NASHVILLE, Tenn. (WZTV) — Animal advocates protest against cruel practice involving chains attached to the horse’s hoof and boots used to give horses an exaggerated gait.
Animal Welfare Advocates with the grassroots Citizens Campaign Against “big lick” Animal Cruelty (CCABLAC) have announced that they will peacefully assemble at the Tennessee Library Thursday at 1 p.m. to protest against and call for the immediate removal of a “big lick” Tennessee Walking Horse placed on the outside wall of Tennessee Library as an official Tennessee State Symbol.
Middle Tennessee State University Horse Science Professor equine vet Dr. John Haffner told the Murfreesboro Pulse that, “The fact is the big lick can only be accomplished by soring. When one soring technique becomes detectable, another one is developed. The big lick is a learned response to pain and if horses have not been sored, they do not learn it.”
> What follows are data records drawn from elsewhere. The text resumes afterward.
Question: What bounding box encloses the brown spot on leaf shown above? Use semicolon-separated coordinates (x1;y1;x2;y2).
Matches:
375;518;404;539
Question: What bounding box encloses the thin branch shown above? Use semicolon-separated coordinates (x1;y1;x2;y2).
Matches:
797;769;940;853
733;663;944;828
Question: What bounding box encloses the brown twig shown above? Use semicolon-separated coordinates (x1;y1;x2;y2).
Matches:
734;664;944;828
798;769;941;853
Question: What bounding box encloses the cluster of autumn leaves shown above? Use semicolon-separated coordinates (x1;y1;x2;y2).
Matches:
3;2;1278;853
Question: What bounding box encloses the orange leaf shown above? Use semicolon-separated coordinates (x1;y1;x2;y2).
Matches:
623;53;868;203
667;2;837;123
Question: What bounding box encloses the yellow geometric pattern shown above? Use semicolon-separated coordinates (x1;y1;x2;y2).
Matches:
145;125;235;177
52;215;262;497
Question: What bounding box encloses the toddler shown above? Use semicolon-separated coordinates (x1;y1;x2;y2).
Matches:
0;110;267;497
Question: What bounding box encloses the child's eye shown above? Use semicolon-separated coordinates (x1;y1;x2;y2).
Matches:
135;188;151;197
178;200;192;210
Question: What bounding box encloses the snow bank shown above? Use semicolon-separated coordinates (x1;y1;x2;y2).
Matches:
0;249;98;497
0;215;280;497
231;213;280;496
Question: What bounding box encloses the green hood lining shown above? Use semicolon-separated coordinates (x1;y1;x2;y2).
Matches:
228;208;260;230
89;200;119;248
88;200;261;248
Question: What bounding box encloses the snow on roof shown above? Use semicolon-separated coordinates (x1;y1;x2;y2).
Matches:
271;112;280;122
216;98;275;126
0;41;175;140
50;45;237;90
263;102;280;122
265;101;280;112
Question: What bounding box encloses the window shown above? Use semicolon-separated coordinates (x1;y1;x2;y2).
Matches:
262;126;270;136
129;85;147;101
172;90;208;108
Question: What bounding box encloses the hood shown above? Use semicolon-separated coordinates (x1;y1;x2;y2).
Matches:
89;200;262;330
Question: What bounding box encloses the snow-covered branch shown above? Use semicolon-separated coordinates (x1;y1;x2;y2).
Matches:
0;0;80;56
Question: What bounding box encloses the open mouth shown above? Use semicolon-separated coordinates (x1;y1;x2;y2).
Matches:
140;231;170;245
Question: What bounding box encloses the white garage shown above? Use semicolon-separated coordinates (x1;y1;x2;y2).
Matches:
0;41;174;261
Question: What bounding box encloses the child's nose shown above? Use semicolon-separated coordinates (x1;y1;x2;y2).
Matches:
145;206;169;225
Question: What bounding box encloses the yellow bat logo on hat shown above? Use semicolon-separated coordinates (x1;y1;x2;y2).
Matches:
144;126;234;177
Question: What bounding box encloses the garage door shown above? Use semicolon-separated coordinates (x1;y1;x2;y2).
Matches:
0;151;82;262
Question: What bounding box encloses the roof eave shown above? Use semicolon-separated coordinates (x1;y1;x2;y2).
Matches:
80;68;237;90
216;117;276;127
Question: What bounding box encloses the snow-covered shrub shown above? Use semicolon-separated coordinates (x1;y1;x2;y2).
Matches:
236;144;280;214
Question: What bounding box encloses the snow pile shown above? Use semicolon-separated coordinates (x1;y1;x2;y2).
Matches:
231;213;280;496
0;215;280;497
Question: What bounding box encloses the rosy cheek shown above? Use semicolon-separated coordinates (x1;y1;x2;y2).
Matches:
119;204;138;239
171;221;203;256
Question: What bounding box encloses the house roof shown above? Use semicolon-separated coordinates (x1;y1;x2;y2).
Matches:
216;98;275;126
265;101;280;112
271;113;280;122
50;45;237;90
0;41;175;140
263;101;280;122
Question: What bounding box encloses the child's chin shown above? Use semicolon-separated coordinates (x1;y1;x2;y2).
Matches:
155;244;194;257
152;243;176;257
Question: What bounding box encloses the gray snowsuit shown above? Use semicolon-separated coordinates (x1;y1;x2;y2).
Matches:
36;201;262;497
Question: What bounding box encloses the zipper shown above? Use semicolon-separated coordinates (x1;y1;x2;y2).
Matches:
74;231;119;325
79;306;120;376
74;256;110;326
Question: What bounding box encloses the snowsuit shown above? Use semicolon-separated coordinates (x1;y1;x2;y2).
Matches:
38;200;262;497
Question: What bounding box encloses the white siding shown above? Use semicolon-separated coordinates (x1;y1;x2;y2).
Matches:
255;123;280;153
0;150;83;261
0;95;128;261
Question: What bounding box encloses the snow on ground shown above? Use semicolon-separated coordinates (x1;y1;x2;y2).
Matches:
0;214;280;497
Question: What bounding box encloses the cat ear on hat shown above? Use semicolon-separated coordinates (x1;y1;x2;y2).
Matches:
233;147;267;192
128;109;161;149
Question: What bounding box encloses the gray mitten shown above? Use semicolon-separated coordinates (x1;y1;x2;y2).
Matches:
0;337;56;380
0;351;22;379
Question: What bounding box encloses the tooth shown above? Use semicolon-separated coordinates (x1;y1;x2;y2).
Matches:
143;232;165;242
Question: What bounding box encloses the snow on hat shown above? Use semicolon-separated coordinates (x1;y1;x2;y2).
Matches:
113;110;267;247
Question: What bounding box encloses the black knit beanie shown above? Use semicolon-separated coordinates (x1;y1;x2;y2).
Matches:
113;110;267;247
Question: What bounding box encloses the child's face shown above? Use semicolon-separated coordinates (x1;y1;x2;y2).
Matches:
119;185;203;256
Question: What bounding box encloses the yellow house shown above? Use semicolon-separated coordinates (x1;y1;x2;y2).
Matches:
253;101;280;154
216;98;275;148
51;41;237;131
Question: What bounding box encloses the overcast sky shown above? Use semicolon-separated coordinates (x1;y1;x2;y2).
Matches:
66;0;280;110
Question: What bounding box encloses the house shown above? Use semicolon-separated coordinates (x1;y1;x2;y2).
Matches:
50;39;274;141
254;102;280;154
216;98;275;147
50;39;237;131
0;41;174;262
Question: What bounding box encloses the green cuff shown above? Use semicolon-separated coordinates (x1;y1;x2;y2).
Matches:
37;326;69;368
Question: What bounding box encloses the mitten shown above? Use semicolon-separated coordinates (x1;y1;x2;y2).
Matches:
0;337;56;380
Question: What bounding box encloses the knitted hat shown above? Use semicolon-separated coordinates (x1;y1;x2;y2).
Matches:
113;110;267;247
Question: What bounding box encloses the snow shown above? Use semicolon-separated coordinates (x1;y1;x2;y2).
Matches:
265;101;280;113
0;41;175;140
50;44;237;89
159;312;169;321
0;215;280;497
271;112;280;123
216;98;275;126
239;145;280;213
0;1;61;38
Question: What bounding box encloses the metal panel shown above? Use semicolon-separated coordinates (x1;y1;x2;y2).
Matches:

According to the Humane Society, soring involves the intentional infliction of pain to a horse's legs or hooves in order to force the horse to perform an artificial, exaggerated gait. Caustic chemicals; blistering agents like mustard oil, diesel fuel and kerosene, are applied to the horse's limbs, causing extreme pain and suffering.
The United States House of Representatives voted in a landslide margin to abolish the nearly eight pound “stack shoes” and “chains” necessary to manufacture the “big lick” gait of Tennessee Walking Horses.
The organization is asking Tennesseans to boycott the Tennessee Walking Horse National Celebration in Shelbyville from August 24 to September 3.
CCABLAC says it wants to deliver a clear message that Tennesseans will not provide legitimacy to this cruelty. The methods that produce a “big lick” gait are a stain upon the great State of Tennessee. The Congress has said “No”; Tennesseans should do the same.